The error is like there is an error running Python. something like that.
Can you provide the error message or logs?
I have attached the error message. The training stopped suddenly.
Have you made any modifications to the task?
I am using my own environment. But it seems only skrl has this problem. rl_games is working well with the environment.
Are you using the latest skrl version?
I am using the 0.10.0 version.
Mmmm, I have never had these types of problems with Isaac Orbit, but perhaps it could be something similar to what is described in the following discussion (which is fixed in latest skrl versions).

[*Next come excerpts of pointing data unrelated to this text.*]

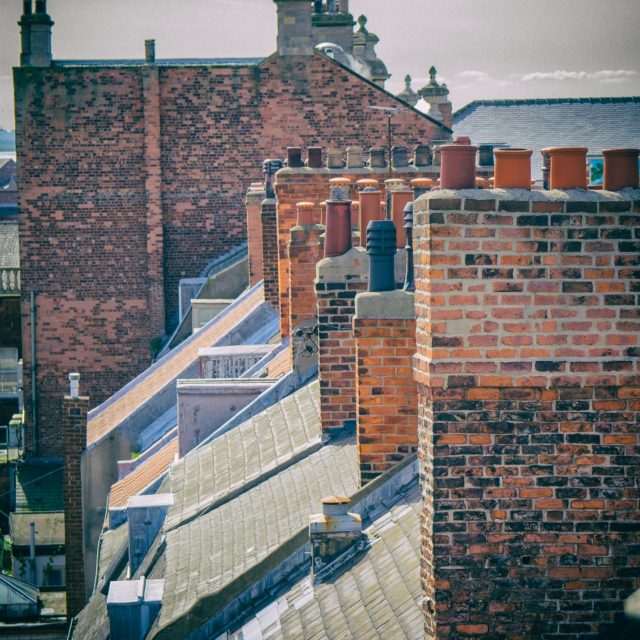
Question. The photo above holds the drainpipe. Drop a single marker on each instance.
(32, 551)
(34, 400)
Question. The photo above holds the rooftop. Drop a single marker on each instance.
(109, 414)
(355, 602)
(9, 246)
(596, 123)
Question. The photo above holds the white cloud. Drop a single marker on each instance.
(472, 74)
(605, 76)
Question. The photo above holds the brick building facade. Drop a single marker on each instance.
(528, 380)
(132, 175)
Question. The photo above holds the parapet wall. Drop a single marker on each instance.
(528, 371)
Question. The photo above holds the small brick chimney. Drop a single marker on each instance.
(295, 36)
(35, 34)
(384, 328)
(253, 203)
(332, 532)
(74, 442)
(305, 251)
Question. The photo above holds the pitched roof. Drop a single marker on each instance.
(376, 594)
(143, 476)
(245, 455)
(109, 414)
(597, 123)
(206, 556)
(162, 62)
(9, 245)
(39, 487)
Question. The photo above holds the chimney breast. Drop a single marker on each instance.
(150, 51)
(74, 383)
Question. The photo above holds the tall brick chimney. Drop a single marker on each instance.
(384, 327)
(35, 34)
(74, 440)
(528, 363)
(305, 251)
(253, 201)
(295, 36)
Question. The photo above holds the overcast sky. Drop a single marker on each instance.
(482, 48)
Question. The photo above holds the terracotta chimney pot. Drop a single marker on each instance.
(458, 166)
(512, 168)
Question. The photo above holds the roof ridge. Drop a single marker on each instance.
(528, 101)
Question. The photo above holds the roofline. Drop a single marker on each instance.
(528, 101)
(405, 105)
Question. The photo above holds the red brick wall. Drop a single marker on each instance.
(270, 252)
(115, 189)
(387, 402)
(10, 323)
(253, 203)
(529, 390)
(305, 251)
(335, 295)
(74, 438)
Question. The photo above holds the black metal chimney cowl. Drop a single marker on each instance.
(381, 247)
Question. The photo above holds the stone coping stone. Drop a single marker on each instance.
(385, 305)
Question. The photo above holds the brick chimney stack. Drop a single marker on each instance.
(74, 440)
(384, 328)
(528, 355)
(295, 37)
(35, 33)
(269, 225)
(305, 251)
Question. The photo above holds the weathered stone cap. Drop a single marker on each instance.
(385, 305)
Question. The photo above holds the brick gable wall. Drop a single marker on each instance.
(91, 192)
(529, 386)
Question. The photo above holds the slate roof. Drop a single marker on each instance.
(92, 622)
(39, 487)
(9, 245)
(143, 476)
(49, 528)
(375, 594)
(107, 416)
(245, 455)
(596, 123)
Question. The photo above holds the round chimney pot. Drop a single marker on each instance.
(339, 188)
(512, 168)
(294, 157)
(399, 200)
(568, 168)
(314, 157)
(422, 155)
(377, 158)
(369, 199)
(458, 166)
(334, 159)
(399, 156)
(620, 169)
(338, 228)
(355, 159)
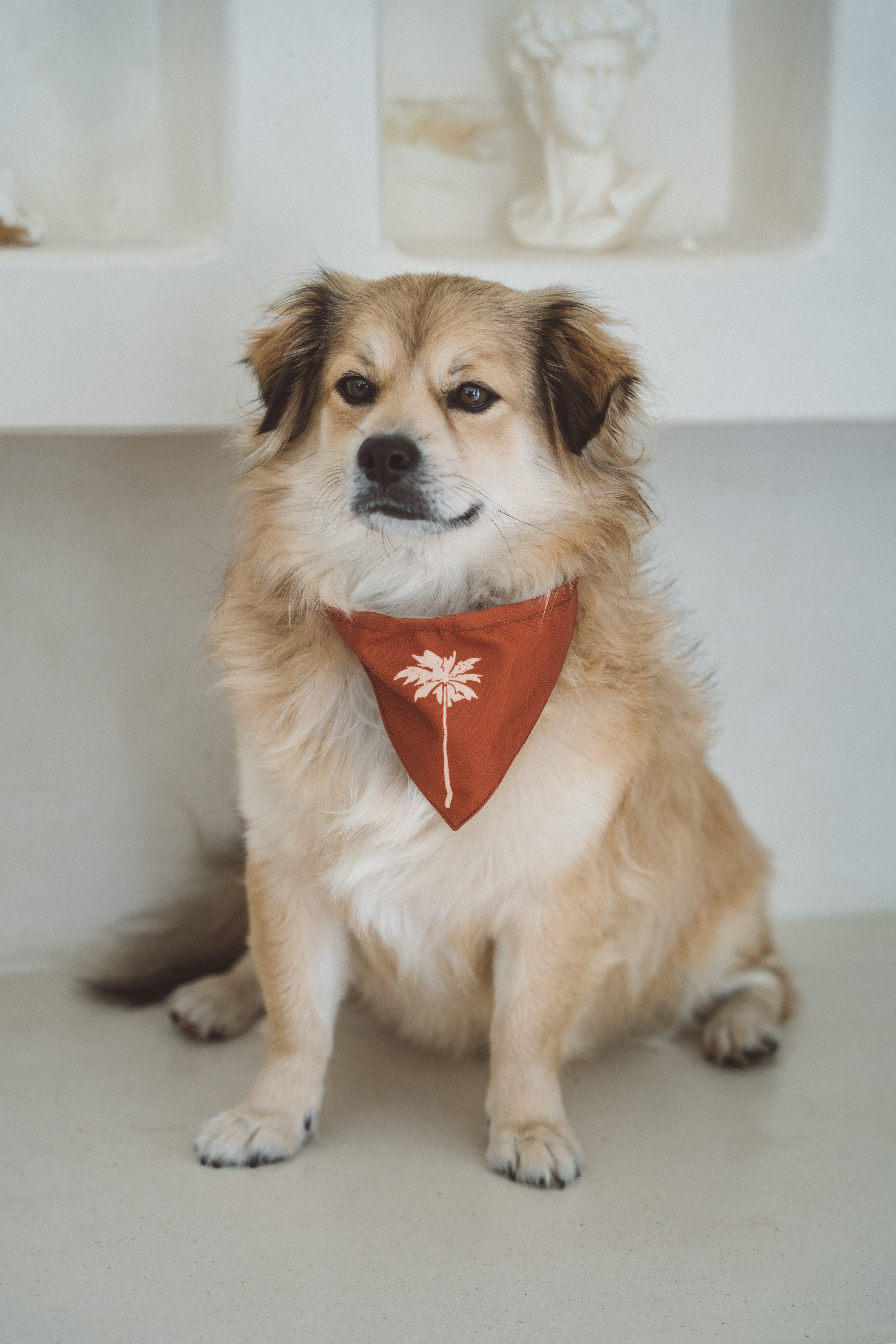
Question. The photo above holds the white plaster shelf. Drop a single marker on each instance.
(727, 334)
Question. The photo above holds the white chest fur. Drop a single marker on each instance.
(332, 804)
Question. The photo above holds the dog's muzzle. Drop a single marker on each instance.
(397, 484)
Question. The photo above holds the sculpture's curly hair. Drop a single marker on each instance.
(550, 25)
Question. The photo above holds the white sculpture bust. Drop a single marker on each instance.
(577, 61)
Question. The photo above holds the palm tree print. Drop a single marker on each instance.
(449, 681)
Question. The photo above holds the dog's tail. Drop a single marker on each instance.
(201, 933)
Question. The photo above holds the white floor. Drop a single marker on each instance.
(746, 1209)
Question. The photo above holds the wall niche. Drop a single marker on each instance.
(731, 108)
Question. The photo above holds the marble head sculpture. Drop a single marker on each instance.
(577, 61)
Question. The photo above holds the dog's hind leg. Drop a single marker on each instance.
(218, 1007)
(741, 1025)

Can you try the latest version (skrl-v1.0.0-rc.2)?
Are you running the example scripts included in the skrl (e.g.: torch_lift_franka_ppo.py), or the examples integrated in Isaac Orbit?
Hi, may I know is the latest version, skrl-v1.0.0, is ready-to-use for Issac Orbit?
Previously Isaac Orbit supports the skrl-v0.10.2 version, so now is skrl-v1.0.0 ready-to-use for Issac Orbit? Do we need to modify anything before using it?
I tried the latest version in Orbit, where I just changed the structure environment loaders and wrappers file hierarchy (link attached).
It runs successfully. However, with exactly the same parameters (parameters you provided) and environments (same tasks), 1.0.0 and 0.10.2 their performance are quite different, in which in 0.10.2, my robot can successfully grasp the object, whereas 1.0.0 absolutely does not.
May I know if you have any clue? Is there anything I missed?